Mais quelques groupes ont réussi à se jeter avec délices dans le bain de la musique électronique tout en produisant des chansons inventives et subtilement arrangées, qui ont obtenu un grand succès commercial ET qui tiennent encore fièrement la route quelques décennies plus tard. Un jour je parlerai par exemple de Tears for fears, mais aujourd’hui c’est au tour de Eurythmics.

Ce groupe londonien était un duo composé d’Annie Lennox et de Dave Stewart. Il a connu plusieurs périodes, oscillant entre les diverses ramifications de ce qu’on appelle en France la new wave (il paraît qu’au Royaume Uni personne ou presque n’utilise cette formule). Dans les premières années, Eurythmics a développé une synthpop au son froid, puis il s’est progressivement ouvert à des influences RnB ou rock, notamment sur l’album « Revenge ». Le point commun à tout cela, c’est le talent de mélodiste, d’arrangeur et de producteur de Dave Stewart, ainsi que la voix d’Annie Lennox, singulière, puissante et charismatique, aux sonorités soul. La splendide beauté de la chanteuse, son regard fier et intense, son look androgyne avec ses cheveux orange coiffés « à la garçonne » , ont aussi fait beaucoup pour le succès de Eurythmics (c’était largement mis en scène dans les clips, qui prenaient alors beaucoup d’importance car la chaîne musicale MTV venait d’apparaître).

Eurythmics a été une vraie machine à tubes, et pour ma part ma chanson préférée est ce « Here comes the rain again » (sorti en 1983 sur l’album « Touch »), à la beauté sombre et flamboyante.

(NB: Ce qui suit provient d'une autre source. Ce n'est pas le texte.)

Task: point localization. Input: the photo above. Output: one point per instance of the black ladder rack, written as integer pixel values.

Ce morceau ambitieux a été enregistré avec le British Philharmonic Orchestra, qui mélange des vagues de cordes, des pizzicati de violon et de nombreux effets de synthés. L’atmosphère musicale créée par Dave Stewart sur une tonalité mineure a quelque chose de vaporeux et d’étouffant: il voulait évoquer ces moments où on ne sait pas bien si on est simplement dans une période mélancolique ou si on est en train de glisser dans une humeur plus durablement ténébreuse. Dans une interview il a expliqué que la pluie qui s’annonce est au fond une métaphore de la spirale descendante, voire de la dépression – et de la dépression qu’on a déjà connue (« Here comme the rain again » ), à laquelle on pense encore en tremblant, et qu’on sent s’approcher avec des frissons dans tout le corps, en se demandant ce que cette fois-ci elle va nous réserver, si elle ne va pas de nouveau nous démembrer intérieurement (« tearing me apart like a new emotion » ).

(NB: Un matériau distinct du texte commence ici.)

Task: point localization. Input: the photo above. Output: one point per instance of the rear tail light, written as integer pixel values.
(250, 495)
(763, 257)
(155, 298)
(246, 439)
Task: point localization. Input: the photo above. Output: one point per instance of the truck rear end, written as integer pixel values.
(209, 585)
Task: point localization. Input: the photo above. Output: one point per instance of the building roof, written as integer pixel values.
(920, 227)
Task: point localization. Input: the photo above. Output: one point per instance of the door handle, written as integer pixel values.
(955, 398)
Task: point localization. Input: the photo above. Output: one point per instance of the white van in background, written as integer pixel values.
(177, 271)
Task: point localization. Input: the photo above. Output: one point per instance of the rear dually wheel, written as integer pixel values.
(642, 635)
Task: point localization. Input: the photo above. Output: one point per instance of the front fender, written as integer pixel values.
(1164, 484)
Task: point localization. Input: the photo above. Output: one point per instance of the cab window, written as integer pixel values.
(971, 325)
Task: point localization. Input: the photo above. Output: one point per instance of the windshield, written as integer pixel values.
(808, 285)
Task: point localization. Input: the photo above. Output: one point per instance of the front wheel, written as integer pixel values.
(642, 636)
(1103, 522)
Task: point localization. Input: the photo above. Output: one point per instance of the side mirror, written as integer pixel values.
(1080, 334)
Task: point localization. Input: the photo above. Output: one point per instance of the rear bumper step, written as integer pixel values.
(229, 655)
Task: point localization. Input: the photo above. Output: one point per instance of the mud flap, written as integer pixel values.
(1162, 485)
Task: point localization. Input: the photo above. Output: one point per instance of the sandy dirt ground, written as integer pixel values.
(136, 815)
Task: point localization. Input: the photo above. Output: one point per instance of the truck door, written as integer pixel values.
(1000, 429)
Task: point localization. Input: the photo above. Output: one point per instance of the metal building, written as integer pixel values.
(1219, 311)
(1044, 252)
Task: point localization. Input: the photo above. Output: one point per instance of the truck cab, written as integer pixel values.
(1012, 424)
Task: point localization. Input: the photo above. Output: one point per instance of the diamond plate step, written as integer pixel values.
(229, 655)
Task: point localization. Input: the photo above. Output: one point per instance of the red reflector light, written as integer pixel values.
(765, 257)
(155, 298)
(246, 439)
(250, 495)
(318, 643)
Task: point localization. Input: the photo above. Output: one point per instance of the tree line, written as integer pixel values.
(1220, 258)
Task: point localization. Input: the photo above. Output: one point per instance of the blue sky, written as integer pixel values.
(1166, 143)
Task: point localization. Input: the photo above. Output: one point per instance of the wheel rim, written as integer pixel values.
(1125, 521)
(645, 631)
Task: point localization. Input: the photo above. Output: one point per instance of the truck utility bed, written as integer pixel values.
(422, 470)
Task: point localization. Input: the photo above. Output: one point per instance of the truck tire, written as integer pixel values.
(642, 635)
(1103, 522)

Mais dans cette même interview, Dave Stewart ajoute que même dans ces moments où la tragédie semble être à nouveau sur nos talons, on peut essayer de se dire qu’il y a quelque part une trouée de lumière, une porte de sortie vers un état d’esprit plus tranquille et joyeux, notamment grâce à l’amour (« So talk to me / like lovers do » ).

J’aime beaucoup cette chanson, cette musique et ces paroles dont il émane une impression d’errance et d’envahissement, la sensation de tourner autour de la dépression qui exerce une attraction fatale mais à laquelle on s’efforce de résister. Difficilement certains jours, mais enfin tant qu’on est vivant, c’est la preuve qu’on y arrive, vaille que vaille…

« I want to breathe in the open wind

I want to kiss like lovers do,

want to dive into your ocean

Is it raining with you? »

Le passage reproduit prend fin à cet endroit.